I got everything working on a single instance machine: For an OAuth2 authorization, the user is sent to /oauth/authorize
. Most user's are not logged in so they are redirected to /login
by spring security and then back t /oauth/authorize
to finish the authorization.
In the default configuration, spring-security sets a cookie in the user's browser with a session-id and stores session data in-memory.
public static class SecurityConfiguration extends WebSecurityConfigurerAdapter {
@Override
protected void configure(HttpSecurity http) throws Exception {
http
.authorizeRequests()
.and()
.formLogin()
.loginPage("/login")
.permitAll();
}
[...]
In order to enable load-balancing and blue-green deployments without loosing user sessions, (I think) I have to perform the following steps:
- Disable server side sessions - for an API that is only responsible for OAuth2 authorization I don't think it is necessary to have a shared database for sessions.

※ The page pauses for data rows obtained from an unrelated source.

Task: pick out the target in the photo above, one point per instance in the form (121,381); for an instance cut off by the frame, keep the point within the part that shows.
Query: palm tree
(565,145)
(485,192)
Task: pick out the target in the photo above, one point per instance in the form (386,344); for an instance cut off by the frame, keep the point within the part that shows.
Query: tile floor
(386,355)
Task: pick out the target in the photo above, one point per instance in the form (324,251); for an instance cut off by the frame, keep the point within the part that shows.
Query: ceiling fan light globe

- Instead, Enable a remember-me cookie containing the user authentication, temporariliy during authorization.
- Store the redirect url for the
/login
redirect at a different place- Is it possible to store this in the login form or user cookie? Or what would be an "sessionless" alternative?
- Disable CSRF (I know how to do that and oauth2 has auth_codes which I think have a similar purpose. Just for completeness.)
Does that approach make sense? What changes are necessary?